GOLD Leadership Program

Media Literacy: Become a Media Critic

A GOLD Workshop Program

The "alternative" press can mean many things to different people.  Some view it as a check on the mainstream media.  Others see alternative media as a small group of disenfranchised voices.  Whether liberal or conservative, radical or libertarian, there is a medium to send a particular message.  This can be as simple as a newspaper column, a magazine article, or a web site.  This workshop is designed as an introduction to becoming "media literate" and provides a glimpse into the world of the alternative press resources available on the web, as well as enabling users to evaluate and analyze the resources they find, in light of objectivity, accuracy, and authority of sources. We will look at and examine the many sources of alternative media available on the web:  newspapers, magazines, political satire, radio, weblogs, organizational websites, and databases.  Also, we will discover ways to find these sources of alternative media through online indexes, web portals, and print publications.  Finally, we will discuss ways to evaluate and judge alternative press resources, so you can become information and media literate citizens.

 

Outcomes


Become well informed in matters of media coverage.
Be aware of your everyday contact with the media and its influence on lifestyle, attitudes, and values.
Apply the keys to interpreting media messages to derive insight into media messages.
Develop a sensitivity to programming trends as a way of learning about the culture.
Keep abreast of patterns in ownership and government regulations that affect the media industry.
Consider the role of the media in individual decision making.

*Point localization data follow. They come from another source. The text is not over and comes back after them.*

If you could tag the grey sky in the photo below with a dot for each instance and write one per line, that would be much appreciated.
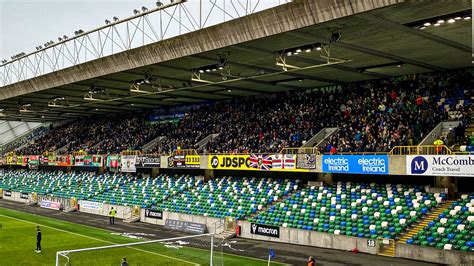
(25, 24)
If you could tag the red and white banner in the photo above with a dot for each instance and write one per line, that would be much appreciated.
(283, 161)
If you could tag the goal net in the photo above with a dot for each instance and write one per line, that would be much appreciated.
(186, 250)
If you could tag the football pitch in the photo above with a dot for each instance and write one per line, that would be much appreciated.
(18, 244)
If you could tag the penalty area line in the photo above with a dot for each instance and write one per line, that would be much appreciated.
(97, 239)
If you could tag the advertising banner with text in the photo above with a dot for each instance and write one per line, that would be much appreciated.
(255, 162)
(440, 165)
(356, 164)
(128, 163)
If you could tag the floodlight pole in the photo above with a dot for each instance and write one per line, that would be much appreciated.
(212, 250)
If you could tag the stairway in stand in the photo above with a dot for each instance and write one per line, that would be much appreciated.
(469, 132)
(419, 226)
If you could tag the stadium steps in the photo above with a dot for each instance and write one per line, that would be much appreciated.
(419, 226)
(388, 251)
(468, 132)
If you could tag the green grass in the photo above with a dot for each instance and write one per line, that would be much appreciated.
(18, 242)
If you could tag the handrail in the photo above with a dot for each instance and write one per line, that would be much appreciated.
(397, 150)
(421, 150)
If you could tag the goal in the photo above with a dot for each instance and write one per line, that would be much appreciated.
(186, 250)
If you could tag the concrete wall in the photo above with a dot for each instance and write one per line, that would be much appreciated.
(311, 238)
(450, 257)
(15, 197)
(208, 221)
(397, 165)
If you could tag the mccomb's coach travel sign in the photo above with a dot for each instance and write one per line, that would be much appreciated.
(443, 165)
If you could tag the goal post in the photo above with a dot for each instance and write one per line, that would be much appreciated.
(185, 250)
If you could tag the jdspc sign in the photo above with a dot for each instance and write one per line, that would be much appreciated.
(445, 165)
(265, 230)
(230, 162)
(356, 164)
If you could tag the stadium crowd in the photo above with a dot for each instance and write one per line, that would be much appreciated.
(371, 116)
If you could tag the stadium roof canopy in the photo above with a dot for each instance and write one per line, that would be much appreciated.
(378, 38)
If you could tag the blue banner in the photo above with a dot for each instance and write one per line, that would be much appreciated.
(356, 164)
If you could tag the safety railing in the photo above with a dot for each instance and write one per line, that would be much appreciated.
(131, 152)
(304, 150)
(421, 150)
(185, 152)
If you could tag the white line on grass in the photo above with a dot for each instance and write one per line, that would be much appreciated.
(97, 239)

5 Key Questions of Media Literacy


1. Who created this message?
2. What creative techniques are used to attract my attention?
3. How might different people understand this message differently from me?
4. What values, lifestyles and points of view are represented in, or omitted from, this message?
5. Why is this message being sent?


5 Core Concepts of Media


1. All media messages are ‘constructed.’
2. Media messages are constructed using a creative language with its own rules.
3. Different people experience the same media message differently.
4. Media have embedded values and points of view.
5. Most media messages are organized to gain profit and/or power.